書評 ドミニクテユルパン/高津尚志共著「なぜ日企業はグローバル化でつまずくのか」

 

3月下旬から2週間あまり東京に滞在し、コロンバスの自宅に戻ったばかりである。成田空港で飛行機の出発を待つ間、本屋によったら、驚いたことに、入口の目立ちやすい棚に、韓国と中国の経済発展と、日本企業の直面している困難に関する雑誌と単行本が目立った。その中から数冊を選び、飛行機に乗り込んだのであった。

 

最初に読んだのは上の表題にも書いた「なぜ日企業はグローバル化でつまずくのか」という題の本で、興味深く飛行機の中で一気に読み終えてしまった。

 

実は今回の東京滞在中何人かの知人と会って話をしたのだが、異口同音に日本の企業の世界的な地位の凋落を危惧している。その原因の一端として、日本から外国へ出かけるて仕事た研修をする人が極端に減った、いや、言い方を変えると、居心地のよい日本から離れてまで外国で苦労をしてみようという人がいなくなったというのである。

 

テユルパン/高津の本は(1)この問題を深く的確に分析し、(2)新興国の企業がなぜ日本の企業をはるかに追い抜かして発展するのか、さらに(3)日本企業への打開策の提案をしている。

 

この本によれば、1980年代に世界のトップに躍り上がり、世界的ランクの上位に名を連ねた日本の企業が多かったのに、現在は各種の統計で日本は25位前後、別の統計では50位くらいに低い数字もあるという。1980年代にバブルがはじける前日本が世界のトップに立つようになったのは、品質の改良によるものであった。品質の改良は、社内でがんばればできることで、日本の企業はこの点で非常に優れており、現在も品質の良さで勝負を続けようとしているところが多い。

 

ところが、どんな製品が好まれるかは地域によって大きく異なり、また生活習慣によっても使い方がことなる。このことは、それぞれの地域で生活し、また調査をしてみないとわからないことが多い。

 

こういう調査にかけて、日本の企業は非常におろそかであるという。韓国のサムスングでは外国経験のある社員を待遇をよくして、その経験を生かすばかりでなく、多数の社員を海外に送り出して、生活経験させながら情報を集めている。以前に私も書いたことだが、韓国と中国には海外で修士号博士号を取った人が日本より何十倍も多い。だから語学力でも非常に強いのである。それに、日本では最近まで韓国や中国がなぜこのように早く経済発展するかについての情報を聞きたがらなかったという。

 

第三の、日本企業への勧告であるが、どれももっともであるが、非常に大きな変革が必要である。
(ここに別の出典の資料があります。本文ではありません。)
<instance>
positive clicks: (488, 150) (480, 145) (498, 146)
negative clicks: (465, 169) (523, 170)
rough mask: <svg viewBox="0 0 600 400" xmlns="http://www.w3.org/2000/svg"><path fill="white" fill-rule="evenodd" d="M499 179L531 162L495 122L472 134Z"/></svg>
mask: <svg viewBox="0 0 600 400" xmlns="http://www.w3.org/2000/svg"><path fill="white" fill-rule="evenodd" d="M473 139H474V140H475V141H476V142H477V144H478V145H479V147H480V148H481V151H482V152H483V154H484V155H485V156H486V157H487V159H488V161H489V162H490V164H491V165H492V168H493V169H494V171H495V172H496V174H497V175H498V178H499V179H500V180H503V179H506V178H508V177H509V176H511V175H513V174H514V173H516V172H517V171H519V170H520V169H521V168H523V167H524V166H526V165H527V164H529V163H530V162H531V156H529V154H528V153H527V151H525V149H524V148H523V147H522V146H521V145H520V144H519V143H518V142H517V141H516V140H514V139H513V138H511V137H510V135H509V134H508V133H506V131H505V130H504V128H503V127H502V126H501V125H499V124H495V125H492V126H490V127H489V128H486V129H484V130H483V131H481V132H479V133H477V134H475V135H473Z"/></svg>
その要旨は、(1)経営陣に地元の事情に詳しい外国人を採用すること、そのためには会議も日本語ではなく英語でやる、(2)各部でも同様に外国人を日本人と差別なく採用すること、(3)外国経験のある人、特に外国でMBAなどの資格を取った人を優遇する、(4)20代30代の若手で優秀なひとなら経営陣に加える。社員を海外の経営法研修所に送り込み、英語で発言できるように訓練する。

 

上の(3)と(4)は若者の海外研修や留学を刺激するであろう。私見であるが、若者が海外に行きたがらない理由は、現在の日本の企業のあり方では、そのメリットがないからである。

 

この本の内容は、私の経験や観察とも非常によく一致している。しかし、日本の企業にとっては、非常に厳しい改革となるだろう。しかし、改革なしには日本の企業はますます凋落の深みに落ち込んでゆくであろうと著者たちは警告している。ぜひの一読を薦めたい。